For decades, Masami Yano led a quiet, comfortable life in Ehime Prefecture on Shikoku before his death in February 2012 at age 92. Before he died, though, he left behind a legacy of personal testimony that describes brutal murders, rape and cannibalism in the Philippines when he was a soldier in the Imperial Japanese Army.
But Yano’s war and remembrance are more than tales of atrocities; they offer a message of hope that future generations never forget what occurred during the awful days of World War II and that they strive for a world where wars are no longer waged.
Seven years ago, Yano told his story to 35-year-old Naoko Jin, who was recording testimonies from those who fought in the war and had since moved mainly to the Tokyo metropolitan area.
Although Yano was living in Ehime Prefecture, he contacted Jin after he saw a TV program about her project. The veteran said he had a story to tell.
Jin met with Yano at his home in Saijo, and over the course of two days of interviews, Yano described his harrowing wartime experiences.
Yano said that when his unit was searching for guerrillas in a village on the island of Luzon, an elderly woman emerged from a church. Yano’s superior officer ordered him to stab the woman with his bayonet because she appeared suspicious.

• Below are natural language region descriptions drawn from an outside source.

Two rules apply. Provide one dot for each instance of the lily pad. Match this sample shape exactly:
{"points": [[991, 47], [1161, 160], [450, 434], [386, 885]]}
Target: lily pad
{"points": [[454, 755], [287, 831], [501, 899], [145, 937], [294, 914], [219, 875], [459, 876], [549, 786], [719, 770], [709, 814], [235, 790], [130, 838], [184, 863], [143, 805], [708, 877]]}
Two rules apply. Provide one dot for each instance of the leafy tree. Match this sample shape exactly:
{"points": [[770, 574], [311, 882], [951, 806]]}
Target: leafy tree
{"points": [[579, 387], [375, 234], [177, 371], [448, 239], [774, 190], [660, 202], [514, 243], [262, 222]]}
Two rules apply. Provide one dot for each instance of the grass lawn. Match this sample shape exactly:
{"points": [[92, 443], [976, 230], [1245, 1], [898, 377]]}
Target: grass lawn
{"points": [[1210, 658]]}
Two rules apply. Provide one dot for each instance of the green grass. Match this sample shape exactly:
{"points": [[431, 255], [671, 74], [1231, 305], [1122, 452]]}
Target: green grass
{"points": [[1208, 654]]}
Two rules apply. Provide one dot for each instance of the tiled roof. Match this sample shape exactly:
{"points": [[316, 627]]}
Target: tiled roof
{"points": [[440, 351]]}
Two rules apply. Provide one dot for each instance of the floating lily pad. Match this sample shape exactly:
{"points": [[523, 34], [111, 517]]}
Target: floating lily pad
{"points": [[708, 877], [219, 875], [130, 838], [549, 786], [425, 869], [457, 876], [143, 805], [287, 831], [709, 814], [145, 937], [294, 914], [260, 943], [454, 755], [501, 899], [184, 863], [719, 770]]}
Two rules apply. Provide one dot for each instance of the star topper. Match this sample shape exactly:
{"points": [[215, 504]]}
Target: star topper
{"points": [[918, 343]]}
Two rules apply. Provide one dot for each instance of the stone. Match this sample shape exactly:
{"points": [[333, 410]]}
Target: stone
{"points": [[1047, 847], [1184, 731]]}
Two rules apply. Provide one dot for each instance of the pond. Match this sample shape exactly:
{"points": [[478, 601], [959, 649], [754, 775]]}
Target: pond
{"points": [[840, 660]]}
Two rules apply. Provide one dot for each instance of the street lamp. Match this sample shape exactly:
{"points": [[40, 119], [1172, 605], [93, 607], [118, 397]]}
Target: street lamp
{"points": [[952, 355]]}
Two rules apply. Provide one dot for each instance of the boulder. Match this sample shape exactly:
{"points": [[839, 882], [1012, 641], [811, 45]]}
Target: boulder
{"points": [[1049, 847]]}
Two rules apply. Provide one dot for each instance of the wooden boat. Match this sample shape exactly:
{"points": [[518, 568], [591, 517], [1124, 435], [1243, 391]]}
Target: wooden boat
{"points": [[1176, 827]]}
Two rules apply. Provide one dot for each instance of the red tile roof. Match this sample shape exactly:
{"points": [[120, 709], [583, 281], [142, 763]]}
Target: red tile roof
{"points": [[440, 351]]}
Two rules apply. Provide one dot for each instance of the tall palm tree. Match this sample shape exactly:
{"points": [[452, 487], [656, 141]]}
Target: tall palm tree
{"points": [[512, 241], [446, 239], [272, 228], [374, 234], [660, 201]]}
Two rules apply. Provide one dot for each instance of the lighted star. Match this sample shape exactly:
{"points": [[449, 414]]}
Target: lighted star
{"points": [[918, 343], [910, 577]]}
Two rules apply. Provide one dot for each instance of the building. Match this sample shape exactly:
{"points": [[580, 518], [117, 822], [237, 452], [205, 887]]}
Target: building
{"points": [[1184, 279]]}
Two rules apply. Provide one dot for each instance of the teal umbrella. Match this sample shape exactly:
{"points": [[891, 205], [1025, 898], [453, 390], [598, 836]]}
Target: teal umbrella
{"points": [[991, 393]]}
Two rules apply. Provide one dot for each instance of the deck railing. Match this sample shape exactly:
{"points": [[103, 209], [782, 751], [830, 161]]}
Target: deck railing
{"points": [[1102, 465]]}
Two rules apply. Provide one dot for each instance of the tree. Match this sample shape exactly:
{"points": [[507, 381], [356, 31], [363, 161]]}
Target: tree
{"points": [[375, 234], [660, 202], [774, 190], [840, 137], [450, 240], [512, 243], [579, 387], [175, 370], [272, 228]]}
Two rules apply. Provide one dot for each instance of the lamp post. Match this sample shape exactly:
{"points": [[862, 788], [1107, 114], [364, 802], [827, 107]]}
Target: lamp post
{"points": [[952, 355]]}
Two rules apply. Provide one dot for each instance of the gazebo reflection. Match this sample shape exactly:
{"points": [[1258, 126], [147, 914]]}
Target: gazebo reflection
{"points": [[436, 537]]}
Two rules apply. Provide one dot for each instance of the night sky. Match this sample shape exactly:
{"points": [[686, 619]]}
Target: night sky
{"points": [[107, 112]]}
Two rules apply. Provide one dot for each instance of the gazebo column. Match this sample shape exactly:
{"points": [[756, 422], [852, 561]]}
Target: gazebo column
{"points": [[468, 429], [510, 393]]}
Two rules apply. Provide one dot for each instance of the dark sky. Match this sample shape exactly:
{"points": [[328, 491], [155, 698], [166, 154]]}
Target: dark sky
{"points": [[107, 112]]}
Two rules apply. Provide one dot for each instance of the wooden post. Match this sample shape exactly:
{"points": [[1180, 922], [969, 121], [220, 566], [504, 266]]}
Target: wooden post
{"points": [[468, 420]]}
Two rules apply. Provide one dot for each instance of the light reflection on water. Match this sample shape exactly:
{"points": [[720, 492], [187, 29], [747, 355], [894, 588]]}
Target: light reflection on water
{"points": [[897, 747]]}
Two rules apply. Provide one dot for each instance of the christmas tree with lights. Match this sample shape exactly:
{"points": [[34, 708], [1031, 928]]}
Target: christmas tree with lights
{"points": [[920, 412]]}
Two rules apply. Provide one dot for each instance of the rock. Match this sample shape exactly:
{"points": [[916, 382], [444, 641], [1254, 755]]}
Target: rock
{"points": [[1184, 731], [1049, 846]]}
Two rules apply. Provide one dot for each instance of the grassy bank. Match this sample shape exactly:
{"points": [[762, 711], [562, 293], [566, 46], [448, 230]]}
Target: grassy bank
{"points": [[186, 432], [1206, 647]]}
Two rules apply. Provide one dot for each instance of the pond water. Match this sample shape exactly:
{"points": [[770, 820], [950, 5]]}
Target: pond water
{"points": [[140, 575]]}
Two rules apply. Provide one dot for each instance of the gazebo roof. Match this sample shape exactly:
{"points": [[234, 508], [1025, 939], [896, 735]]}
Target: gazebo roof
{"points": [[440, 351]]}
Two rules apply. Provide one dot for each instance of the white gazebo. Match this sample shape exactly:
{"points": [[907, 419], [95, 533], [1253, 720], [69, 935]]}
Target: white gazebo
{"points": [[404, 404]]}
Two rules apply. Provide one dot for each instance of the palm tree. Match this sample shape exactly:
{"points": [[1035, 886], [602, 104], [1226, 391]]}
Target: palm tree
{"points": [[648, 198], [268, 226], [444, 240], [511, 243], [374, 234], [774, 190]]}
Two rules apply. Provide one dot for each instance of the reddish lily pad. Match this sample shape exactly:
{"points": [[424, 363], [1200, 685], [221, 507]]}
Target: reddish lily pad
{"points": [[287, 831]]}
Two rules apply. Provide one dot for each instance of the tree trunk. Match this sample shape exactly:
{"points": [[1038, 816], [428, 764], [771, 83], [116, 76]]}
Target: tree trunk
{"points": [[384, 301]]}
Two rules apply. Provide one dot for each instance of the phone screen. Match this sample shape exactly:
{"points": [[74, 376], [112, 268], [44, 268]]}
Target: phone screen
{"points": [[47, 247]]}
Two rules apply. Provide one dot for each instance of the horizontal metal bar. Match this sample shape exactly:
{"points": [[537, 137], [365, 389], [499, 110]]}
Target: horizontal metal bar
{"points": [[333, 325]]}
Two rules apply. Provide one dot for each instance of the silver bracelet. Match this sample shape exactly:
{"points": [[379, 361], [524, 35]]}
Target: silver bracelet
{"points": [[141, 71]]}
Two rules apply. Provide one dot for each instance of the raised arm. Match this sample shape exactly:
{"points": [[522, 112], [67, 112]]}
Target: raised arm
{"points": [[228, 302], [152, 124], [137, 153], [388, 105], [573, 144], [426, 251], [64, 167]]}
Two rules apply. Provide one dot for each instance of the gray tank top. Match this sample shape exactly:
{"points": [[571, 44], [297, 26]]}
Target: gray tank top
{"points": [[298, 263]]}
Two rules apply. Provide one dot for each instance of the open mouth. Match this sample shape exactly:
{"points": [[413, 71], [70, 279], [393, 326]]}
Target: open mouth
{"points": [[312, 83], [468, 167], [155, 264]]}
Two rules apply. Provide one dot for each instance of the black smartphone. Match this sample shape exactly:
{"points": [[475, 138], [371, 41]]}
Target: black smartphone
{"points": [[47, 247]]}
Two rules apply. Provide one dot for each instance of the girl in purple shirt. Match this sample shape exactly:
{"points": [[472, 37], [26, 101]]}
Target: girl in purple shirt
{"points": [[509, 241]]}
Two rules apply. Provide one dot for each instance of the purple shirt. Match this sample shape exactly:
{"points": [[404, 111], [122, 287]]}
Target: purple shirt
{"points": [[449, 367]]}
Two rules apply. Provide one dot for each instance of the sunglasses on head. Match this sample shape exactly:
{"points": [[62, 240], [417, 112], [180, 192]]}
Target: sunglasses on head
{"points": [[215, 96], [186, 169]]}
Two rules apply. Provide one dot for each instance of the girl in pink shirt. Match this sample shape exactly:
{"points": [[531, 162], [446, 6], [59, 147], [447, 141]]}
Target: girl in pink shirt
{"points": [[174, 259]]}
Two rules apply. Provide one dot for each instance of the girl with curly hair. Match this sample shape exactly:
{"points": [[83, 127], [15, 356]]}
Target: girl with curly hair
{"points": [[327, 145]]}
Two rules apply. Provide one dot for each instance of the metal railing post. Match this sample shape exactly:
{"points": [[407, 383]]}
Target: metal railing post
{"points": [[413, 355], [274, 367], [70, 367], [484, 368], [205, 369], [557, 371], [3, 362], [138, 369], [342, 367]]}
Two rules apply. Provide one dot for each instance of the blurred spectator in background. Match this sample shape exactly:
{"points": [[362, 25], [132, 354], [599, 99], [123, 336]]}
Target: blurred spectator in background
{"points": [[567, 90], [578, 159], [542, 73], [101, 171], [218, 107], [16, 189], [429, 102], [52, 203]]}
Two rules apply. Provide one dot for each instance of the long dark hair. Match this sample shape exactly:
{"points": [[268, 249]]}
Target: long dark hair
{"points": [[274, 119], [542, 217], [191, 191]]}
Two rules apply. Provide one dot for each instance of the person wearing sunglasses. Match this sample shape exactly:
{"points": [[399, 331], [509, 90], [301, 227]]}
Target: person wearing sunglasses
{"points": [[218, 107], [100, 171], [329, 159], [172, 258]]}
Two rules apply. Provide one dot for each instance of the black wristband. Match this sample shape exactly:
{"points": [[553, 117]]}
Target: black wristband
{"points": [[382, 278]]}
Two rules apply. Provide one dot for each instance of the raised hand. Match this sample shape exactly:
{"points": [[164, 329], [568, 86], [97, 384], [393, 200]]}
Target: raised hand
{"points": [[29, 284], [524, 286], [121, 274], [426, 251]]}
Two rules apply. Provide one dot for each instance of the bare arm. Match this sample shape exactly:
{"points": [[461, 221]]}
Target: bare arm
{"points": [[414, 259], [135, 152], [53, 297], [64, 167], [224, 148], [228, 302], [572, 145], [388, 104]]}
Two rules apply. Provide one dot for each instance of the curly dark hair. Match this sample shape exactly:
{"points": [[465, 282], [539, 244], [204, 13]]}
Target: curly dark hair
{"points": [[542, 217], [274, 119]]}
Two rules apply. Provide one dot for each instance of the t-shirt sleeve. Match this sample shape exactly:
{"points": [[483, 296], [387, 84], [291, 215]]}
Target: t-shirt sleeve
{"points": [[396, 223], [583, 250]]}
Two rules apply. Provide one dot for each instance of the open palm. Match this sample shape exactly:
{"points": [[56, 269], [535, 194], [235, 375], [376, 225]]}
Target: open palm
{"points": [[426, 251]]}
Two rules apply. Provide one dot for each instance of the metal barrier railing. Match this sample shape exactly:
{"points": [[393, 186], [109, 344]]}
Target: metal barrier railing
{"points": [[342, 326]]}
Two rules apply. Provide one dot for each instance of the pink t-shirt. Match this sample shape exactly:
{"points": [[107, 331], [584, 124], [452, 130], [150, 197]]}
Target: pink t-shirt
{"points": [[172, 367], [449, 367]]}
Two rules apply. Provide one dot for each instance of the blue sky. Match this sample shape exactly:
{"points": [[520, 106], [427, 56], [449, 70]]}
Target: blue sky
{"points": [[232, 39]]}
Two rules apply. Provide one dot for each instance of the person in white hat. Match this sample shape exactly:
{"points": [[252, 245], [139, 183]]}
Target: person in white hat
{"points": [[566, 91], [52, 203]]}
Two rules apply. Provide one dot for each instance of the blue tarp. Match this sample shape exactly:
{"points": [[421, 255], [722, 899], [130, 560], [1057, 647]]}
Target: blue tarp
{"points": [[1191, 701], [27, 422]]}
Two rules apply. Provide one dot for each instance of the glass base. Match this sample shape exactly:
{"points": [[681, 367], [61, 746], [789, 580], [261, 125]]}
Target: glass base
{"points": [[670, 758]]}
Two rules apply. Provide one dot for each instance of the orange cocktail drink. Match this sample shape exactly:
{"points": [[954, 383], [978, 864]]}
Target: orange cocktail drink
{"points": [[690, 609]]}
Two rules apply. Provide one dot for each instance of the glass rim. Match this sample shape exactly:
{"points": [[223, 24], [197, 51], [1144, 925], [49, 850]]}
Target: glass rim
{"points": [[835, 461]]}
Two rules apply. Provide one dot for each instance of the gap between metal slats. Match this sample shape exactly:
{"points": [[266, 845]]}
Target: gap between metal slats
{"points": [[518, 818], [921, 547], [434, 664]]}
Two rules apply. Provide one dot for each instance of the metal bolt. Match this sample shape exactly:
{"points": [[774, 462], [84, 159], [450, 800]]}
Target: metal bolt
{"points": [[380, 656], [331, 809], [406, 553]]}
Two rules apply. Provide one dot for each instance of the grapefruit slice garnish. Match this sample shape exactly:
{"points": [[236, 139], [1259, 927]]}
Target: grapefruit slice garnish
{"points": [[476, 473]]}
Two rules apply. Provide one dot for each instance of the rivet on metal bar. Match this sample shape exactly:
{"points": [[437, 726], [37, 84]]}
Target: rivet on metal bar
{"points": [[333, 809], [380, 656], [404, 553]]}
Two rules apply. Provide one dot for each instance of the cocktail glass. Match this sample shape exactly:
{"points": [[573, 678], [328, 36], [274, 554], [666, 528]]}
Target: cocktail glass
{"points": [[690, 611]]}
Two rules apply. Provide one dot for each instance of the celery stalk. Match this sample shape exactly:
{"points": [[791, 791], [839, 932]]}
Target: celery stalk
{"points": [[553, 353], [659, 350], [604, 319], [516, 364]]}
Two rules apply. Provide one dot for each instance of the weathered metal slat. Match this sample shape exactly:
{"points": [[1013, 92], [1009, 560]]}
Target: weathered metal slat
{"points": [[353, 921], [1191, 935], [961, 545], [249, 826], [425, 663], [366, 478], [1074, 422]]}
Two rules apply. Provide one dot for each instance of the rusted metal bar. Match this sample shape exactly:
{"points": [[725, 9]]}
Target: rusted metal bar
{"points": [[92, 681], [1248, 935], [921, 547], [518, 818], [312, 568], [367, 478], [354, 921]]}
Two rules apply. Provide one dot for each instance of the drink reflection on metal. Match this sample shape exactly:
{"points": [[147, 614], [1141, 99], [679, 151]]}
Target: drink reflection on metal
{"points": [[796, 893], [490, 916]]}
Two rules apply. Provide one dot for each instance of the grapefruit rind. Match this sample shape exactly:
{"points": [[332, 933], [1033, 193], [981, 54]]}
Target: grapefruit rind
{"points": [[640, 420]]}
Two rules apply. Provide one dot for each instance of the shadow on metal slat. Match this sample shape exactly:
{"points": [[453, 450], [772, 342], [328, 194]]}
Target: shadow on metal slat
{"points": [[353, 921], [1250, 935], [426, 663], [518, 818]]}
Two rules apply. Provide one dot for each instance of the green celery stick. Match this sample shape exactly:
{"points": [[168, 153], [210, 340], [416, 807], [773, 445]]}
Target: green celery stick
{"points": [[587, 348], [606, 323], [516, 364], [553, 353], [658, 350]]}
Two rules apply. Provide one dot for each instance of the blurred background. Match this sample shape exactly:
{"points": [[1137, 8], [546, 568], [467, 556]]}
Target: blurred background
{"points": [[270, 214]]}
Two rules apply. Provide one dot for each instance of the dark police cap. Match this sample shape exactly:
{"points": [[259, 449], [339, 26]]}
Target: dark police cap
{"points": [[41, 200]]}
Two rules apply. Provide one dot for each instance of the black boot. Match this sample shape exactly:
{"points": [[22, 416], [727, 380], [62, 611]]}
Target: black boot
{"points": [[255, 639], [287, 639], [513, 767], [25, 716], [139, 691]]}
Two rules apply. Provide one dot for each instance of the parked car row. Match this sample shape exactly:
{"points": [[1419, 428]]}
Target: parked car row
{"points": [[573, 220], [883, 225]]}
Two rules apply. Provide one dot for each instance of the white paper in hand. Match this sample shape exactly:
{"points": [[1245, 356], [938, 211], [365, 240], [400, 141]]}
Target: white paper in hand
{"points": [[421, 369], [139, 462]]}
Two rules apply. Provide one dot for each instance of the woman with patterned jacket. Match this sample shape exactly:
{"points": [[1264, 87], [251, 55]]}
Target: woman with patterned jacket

“I had to follow orders, so I stabbed her chest and blood just spurted out,” Yano told Jin. “She reached out before collapsing in front of me.”
In another village, Yano attacked a woman with children who had remained behind.
“Burglary, rape, murder and arson. Even though it was based on military orders, I was the one who committed those crimes,” Yano said. “I felt a sense of guilt. Despite that, I have gone (to ceremonies) on a number of occasions to remember (my fallen comrades), but I have no idea how to apologize for my acts.”
Yano admitted to other gruesome atrocities.
On the run from Allied troops and struggling with starvation, Yano and his comrades were hiding in the mountains. One of the men in his group killed a fleeing Japanese soldier. That night, their mess kits gave off the smell of meat for the first time in a long while.
“We were in a mad rush to eat it,” Yano said of the grisly experience.
The next day, Yano himself went to where the dead body lay and carved off meat from the leg.
Yano entered the Imperial Japanese Army in 1941, and in the summer of 1944, he was sent from what was then Manchuria to the Philippines.
About 500,000 of the 600,000 Japanese soldiers who fought the U.S. Marines and other Allied units in the Philippines died.
In Yano’s unit, only about 10 percent survived. More than 1 million Filipinos were killed in the fighting.
After the Japanese surrender, Yano, then 25, returned to Japan in December 1945. He soon was married, started a family and worked on a gravel transport ship that he purchased. He eventually started his own company and led a comfortable life.
About 40 years after the war, Anjin Abe, 74, a ceramic artist from Ehime, found a diary Yano kept of his war experiences. Yano had written notes on toilet paper while he was held prisoner in a camp. After he returned to Japan, Yano rewrote those accounts into what would eventually become six notebooks.
“Yano had written clearly about what happens when humans fight one another,” Abe said. “He did not embellish anything. I was very surprised.”
Abe and others approached a publishing company with Yano’s diary and it was published in 1986 as “Rusonto Haizan Jikki” (Actual account of defeat on Luzon island).
Yano gave copies of the book to his children and grandchildren. His oldest daughter, Miyuki, 66, was shocked. The book contained things about her father that she didn’t want to know. When she was much younger, all she heard about were the warm exchanges Yano had with Filipinos and fellow Japanese soldiers.
Yano’s wife, Kiyomi, 86, was not surprised. She knew about the bullet fragments that remained in Yano’s hip from the war.
“I knew that he had a number of scars,” she said.
A few years after the book came out, Yano asked Tetsuo Kondo, 71, a sculptor who lived nearby, to create a bronze statue of a soldier.
“I don’t want just an ordinary memorial,” Yano told the sculptor. “I want something that will show that war is so brutal that it can drive humans to commit abnormal acts.”
The statue was completed in March 1991, and now is on display in the yard of the Yano residence. A kneeling soldier who is nothing but skin and bones uses a stick to support himself. The statue is called “A Monument for No More Wars.”
Close to 70 years after the end of World War II, there are fewer survivors who can talk about their personal experiences from the battlefield and the home front.
In 2006, after Yano learned of Jin’s project to record the memories of survivors, he knew he had to talk about the things he experienced one more time.
“You are doing what I could never do,” he told Jin. “I have to try once again to talk about what I did.”
Jin edited Yano’s testimony along with those of other former soldiers on video and uses it to teach young people about the importance of peace. She also showed the videos to people in the Philippines who fell victim during the war.
In the final years of his life, Yano often talked about his war experiences to audiences. Whenever he met young people or groups who wanted to learn about World War II, Yano would often provide support by making a monetary donation and giving lectures.
He entered the hospital in January 2012 with failing health.
On the last day of his life, he repeated, “I want to live until Aug. 15.”